The riverside is a unique environment due to its daily inundation of water by the tide and some areas of inaccessibility. Biodiversity, aesthetics and recreation all have to be taken in to account when writing a towpath management plan.
Previously, the towpath was covered in litter and vegetation grew unchecked- blocking the river and our views of it. Another issue was an invasive species called Himalayan Balsam, which causes the riverbanks to erode and outcompetes many native species.

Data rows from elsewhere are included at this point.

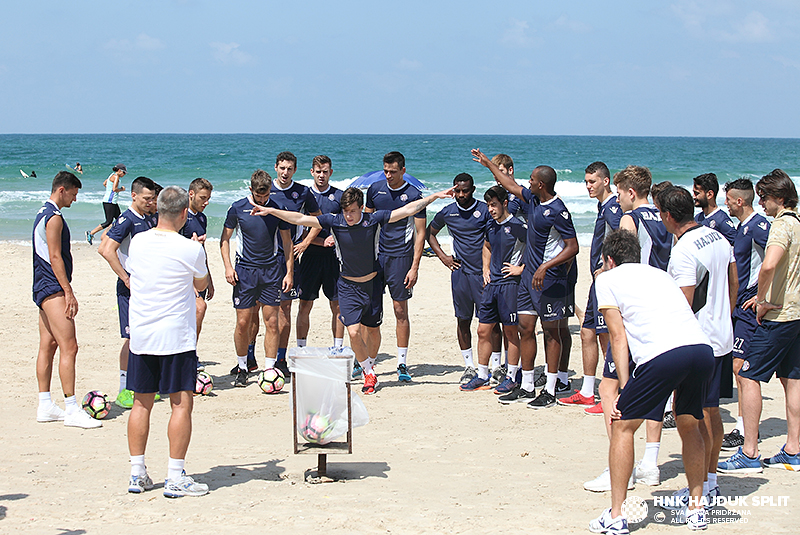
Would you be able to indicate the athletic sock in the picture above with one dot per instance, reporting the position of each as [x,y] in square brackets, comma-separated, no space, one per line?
[650,459]
[137,465]
[587,390]
[175,468]
[483,371]
[467,354]
[550,386]
[527,380]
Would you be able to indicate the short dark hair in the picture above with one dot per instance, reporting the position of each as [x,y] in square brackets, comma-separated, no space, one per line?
[777,184]
[286,156]
[622,246]
[598,167]
[677,202]
[745,185]
[352,195]
[496,192]
[395,157]
[707,182]
[65,179]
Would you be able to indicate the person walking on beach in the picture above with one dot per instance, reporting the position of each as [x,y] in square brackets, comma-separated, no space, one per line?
[52,293]
[166,272]
[110,206]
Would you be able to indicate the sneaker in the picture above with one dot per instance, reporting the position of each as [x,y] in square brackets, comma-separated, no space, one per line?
[79,418]
[732,441]
[518,395]
[651,477]
[595,410]
[669,421]
[508,385]
[543,401]
[402,374]
[185,486]
[784,460]
[476,383]
[50,413]
[241,378]
[469,373]
[602,483]
[605,524]
[139,484]
[577,400]
[124,399]
[740,463]
[370,382]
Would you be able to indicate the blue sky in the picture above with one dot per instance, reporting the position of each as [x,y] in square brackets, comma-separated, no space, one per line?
[680,68]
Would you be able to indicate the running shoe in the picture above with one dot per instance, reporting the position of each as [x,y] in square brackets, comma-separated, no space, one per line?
[476,383]
[469,373]
[518,395]
[402,374]
[370,382]
[506,386]
[139,484]
[612,526]
[740,463]
[184,486]
[784,460]
[577,400]
[124,399]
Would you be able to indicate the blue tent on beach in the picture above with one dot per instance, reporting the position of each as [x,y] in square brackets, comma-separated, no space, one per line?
[365,181]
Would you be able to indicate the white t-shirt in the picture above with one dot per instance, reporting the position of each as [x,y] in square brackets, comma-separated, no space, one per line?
[163,266]
[655,313]
[701,258]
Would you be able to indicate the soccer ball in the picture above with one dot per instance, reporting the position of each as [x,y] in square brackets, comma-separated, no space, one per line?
[271,380]
[96,404]
[203,384]
[316,427]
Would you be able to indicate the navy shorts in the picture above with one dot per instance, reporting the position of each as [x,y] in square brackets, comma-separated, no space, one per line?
[361,302]
[775,348]
[685,370]
[394,271]
[318,270]
[593,318]
[257,285]
[123,302]
[499,304]
[167,374]
[467,291]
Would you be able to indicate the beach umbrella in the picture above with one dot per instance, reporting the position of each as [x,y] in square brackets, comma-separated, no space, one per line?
[364,181]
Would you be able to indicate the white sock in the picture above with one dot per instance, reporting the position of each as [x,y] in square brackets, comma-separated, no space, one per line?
[650,459]
[550,386]
[137,465]
[587,389]
[483,371]
[175,468]
[467,354]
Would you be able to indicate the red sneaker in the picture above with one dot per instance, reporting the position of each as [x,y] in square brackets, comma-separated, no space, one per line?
[577,400]
[370,382]
[597,409]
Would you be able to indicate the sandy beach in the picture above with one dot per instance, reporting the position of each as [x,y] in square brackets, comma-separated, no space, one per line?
[431,460]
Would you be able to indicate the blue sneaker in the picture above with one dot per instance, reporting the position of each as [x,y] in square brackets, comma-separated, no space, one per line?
[506,386]
[740,463]
[402,374]
[476,383]
[784,460]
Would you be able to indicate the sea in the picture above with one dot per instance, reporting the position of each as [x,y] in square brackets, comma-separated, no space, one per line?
[228,160]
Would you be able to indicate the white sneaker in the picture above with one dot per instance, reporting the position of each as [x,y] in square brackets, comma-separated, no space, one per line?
[650,477]
[602,483]
[49,413]
[79,418]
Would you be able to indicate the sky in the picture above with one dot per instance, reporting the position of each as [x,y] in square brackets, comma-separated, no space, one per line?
[629,68]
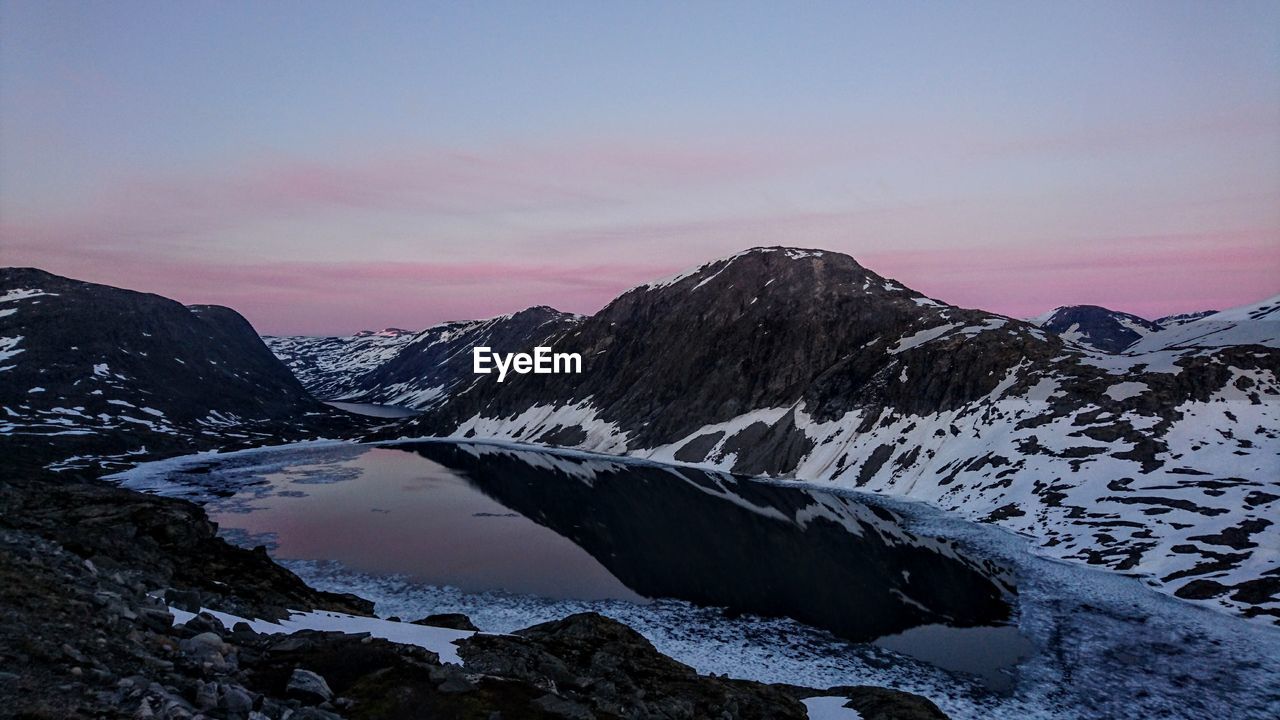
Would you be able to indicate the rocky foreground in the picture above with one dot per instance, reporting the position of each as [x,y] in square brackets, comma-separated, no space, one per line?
[88,572]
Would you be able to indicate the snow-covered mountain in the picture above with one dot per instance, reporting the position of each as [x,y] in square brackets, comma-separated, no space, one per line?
[407,369]
[1249,324]
[88,370]
[437,363]
[1096,327]
[804,364]
[329,367]
[1182,318]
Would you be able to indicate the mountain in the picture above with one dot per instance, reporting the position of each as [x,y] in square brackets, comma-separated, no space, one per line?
[1182,318]
[92,374]
[328,367]
[406,369]
[804,364]
[1096,327]
[1251,324]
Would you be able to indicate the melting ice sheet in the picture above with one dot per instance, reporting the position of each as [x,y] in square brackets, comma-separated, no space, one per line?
[1100,645]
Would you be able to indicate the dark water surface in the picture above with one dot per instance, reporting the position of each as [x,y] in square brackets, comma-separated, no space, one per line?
[494,518]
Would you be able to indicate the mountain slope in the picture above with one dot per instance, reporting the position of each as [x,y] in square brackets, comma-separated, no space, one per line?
[1097,327]
[1182,318]
[437,363]
[88,370]
[329,367]
[1249,324]
[805,364]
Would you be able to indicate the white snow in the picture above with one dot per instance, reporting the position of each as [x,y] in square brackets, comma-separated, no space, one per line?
[9,349]
[1248,324]
[830,709]
[922,337]
[435,639]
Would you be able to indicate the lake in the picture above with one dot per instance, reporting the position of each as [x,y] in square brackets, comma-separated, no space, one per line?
[481,518]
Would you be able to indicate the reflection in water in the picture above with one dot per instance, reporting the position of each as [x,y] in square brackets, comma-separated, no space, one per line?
[483,516]
[753,547]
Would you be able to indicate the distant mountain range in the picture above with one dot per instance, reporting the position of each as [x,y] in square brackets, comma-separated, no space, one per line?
[97,376]
[1114,440]
[1147,447]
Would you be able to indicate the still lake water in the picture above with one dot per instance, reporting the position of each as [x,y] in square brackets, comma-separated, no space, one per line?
[746,578]
[485,518]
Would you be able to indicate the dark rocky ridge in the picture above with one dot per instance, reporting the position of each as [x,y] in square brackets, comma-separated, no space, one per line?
[1100,328]
[86,568]
[83,633]
[332,367]
[759,329]
[97,370]
[801,363]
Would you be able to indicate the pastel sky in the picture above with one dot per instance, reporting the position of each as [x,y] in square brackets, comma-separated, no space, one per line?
[329,167]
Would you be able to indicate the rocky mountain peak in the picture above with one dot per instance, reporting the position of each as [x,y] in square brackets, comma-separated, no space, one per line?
[1100,328]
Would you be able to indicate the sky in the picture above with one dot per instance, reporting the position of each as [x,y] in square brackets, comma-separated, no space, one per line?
[332,167]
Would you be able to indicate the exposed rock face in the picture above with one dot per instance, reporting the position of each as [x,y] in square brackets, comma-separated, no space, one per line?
[88,370]
[599,668]
[1097,327]
[1182,318]
[805,364]
[416,370]
[77,620]
[330,367]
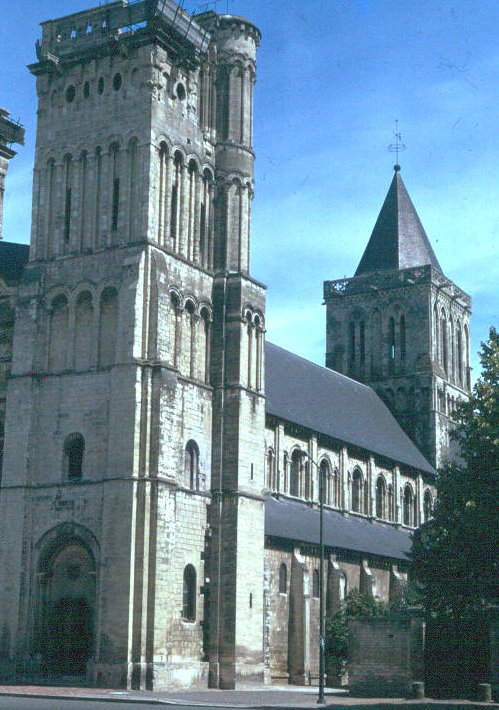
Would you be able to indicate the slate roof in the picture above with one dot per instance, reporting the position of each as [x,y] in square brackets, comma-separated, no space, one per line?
[321,399]
[398,240]
[13,257]
[295,520]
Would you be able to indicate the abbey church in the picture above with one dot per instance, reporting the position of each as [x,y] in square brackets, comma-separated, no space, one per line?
[161,461]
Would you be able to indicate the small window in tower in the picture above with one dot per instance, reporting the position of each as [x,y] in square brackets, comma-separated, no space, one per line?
[74,449]
[116,203]
[283,579]
[67,215]
[189,594]
[315,584]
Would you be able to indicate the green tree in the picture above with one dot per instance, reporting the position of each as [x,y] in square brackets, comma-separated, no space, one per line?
[356,605]
[455,553]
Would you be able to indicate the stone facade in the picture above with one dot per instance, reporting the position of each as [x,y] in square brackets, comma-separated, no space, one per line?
[404,328]
[139,459]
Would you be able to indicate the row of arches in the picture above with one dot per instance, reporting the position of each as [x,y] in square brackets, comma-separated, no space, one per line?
[82,330]
[191,337]
[88,201]
[451,346]
[185,213]
[254,334]
[374,344]
[298,480]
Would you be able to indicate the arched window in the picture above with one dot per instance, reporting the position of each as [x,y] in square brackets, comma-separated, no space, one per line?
[204,346]
[403,346]
[408,505]
[362,338]
[315,584]
[356,491]
[108,326]
[283,578]
[459,355]
[336,488]
[68,178]
[443,340]
[83,340]
[308,480]
[294,474]
[351,345]
[380,497]
[325,480]
[175,200]
[427,505]
[270,469]
[189,594]
[376,344]
[391,503]
[58,344]
[191,465]
[391,341]
[74,449]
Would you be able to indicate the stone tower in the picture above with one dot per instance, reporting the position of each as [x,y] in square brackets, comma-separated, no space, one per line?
[402,326]
[131,506]
[10,132]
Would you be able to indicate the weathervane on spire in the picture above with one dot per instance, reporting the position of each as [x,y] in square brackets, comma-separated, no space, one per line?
[398,146]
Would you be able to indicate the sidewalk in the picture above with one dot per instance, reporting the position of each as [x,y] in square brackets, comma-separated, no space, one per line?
[265,697]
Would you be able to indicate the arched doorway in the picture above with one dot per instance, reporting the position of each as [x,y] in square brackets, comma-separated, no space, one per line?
[64,613]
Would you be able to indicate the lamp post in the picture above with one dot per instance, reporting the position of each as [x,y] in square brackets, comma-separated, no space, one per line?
[322,635]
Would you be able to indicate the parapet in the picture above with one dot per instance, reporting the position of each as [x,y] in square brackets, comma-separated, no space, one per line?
[93,32]
[10,132]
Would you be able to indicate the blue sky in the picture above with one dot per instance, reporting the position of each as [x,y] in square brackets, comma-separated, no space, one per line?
[333,75]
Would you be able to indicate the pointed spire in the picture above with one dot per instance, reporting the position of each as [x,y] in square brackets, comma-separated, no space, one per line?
[398,240]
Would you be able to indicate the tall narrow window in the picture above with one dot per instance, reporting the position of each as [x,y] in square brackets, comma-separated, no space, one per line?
[427,506]
[391,503]
[191,465]
[189,594]
[443,336]
[58,342]
[402,338]
[67,197]
[356,491]
[74,449]
[270,470]
[174,208]
[459,354]
[325,481]
[351,344]
[408,505]
[283,579]
[115,200]
[108,324]
[116,203]
[294,474]
[391,340]
[362,327]
[380,497]
[316,584]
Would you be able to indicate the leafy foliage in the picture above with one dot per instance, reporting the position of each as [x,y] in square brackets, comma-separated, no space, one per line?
[356,604]
[455,553]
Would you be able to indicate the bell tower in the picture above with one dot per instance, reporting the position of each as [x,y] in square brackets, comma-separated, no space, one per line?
[401,326]
[133,467]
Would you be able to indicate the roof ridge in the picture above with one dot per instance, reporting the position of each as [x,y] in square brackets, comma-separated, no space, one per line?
[322,367]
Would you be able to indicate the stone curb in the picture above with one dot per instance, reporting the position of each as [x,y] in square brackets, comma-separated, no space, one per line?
[372,703]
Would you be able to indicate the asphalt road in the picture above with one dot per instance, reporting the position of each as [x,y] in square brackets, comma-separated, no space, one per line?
[11,703]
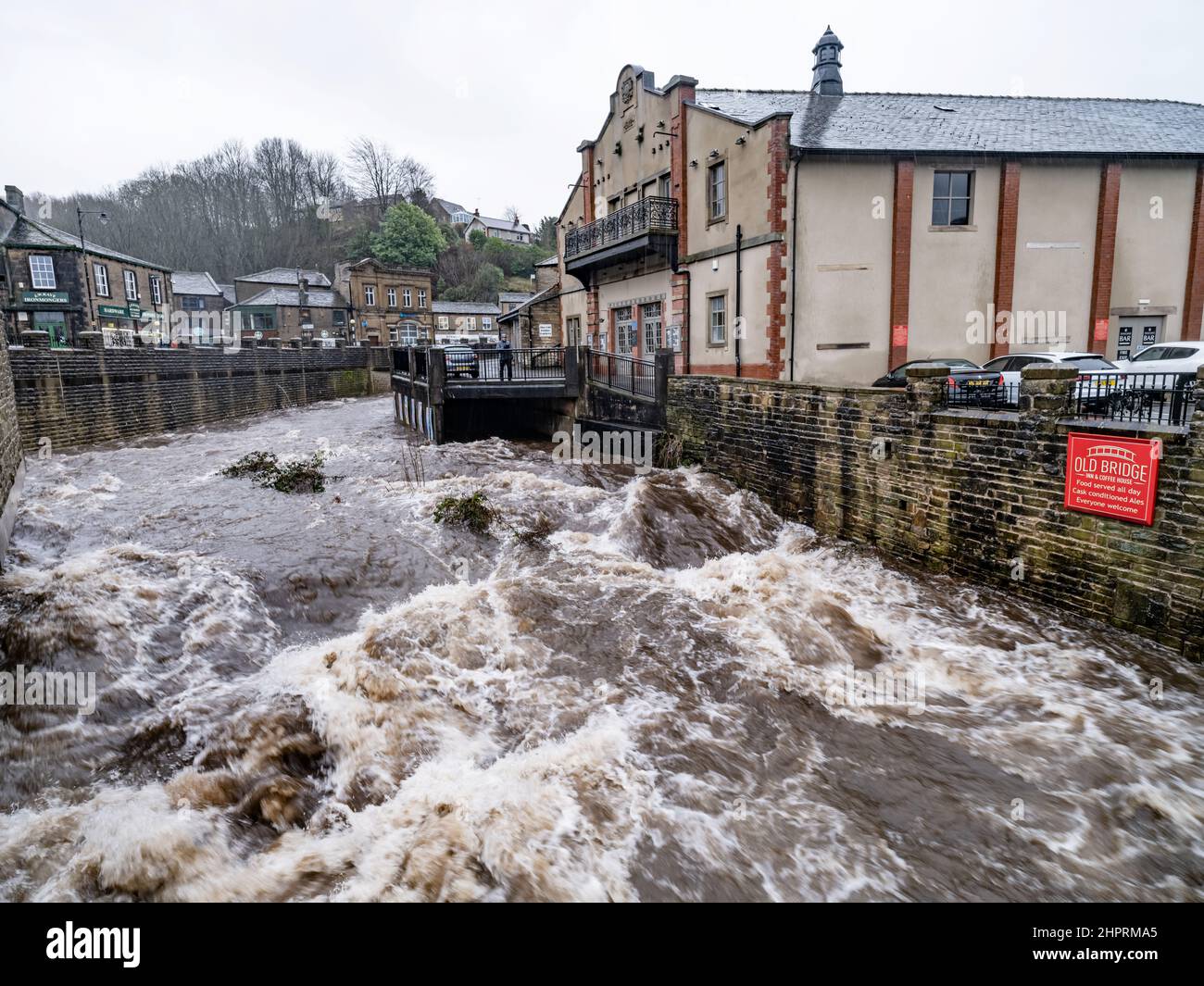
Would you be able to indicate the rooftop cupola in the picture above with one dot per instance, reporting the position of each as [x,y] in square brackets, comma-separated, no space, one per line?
[826,79]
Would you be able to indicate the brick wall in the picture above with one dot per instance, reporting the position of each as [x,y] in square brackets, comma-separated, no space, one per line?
[959,492]
[775,265]
[1106,256]
[1006,248]
[79,396]
[1193,293]
[10,445]
[901,260]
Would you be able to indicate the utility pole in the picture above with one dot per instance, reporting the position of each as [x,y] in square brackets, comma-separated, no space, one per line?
[87,269]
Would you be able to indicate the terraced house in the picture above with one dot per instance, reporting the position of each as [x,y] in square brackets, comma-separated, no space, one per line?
[390,305]
[288,304]
[53,281]
[830,235]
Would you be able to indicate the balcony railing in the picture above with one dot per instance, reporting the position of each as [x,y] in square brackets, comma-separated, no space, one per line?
[651,215]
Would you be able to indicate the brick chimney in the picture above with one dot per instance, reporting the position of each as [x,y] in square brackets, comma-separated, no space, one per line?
[826,72]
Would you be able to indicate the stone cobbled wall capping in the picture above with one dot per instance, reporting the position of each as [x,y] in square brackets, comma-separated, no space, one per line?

A typical scene along the river before the intervention of the TLS
In 2003, the first TLS Towpath Management was published by the Thames Landscape Strategy. Working with communities and local councils from litter collection, access, and tree management to grass cutting. By 2010 most of the riverside in the TLS region had been cleared of litter and lost views of the river had been restored.
Volunteers from Kew Gardens counted an increase in native riparian plant species from an average of 10 in 2002 to over 40 by 2010.
The Towpath Management Plan has continued to be rolled out and now covers all four TLS Boroughs. In 2019 the Plan accounted for 28,000 volunteer hours of work that topped up council contractor work.
Government cutbacks have meant there is a reduction the funding for this type of work – there is often no statutory duty for local authorities to manage riverside open spaces.
Towpath Management Plan 2014 (with maps 5.6mb)
Throughout much of London the flood defence walls keep litter largely within the river channel. In the upper reaches of the tideway however, much of the river corridor consists of low laying parks, towpaths and open spaces that are regularly inundated by the high tide.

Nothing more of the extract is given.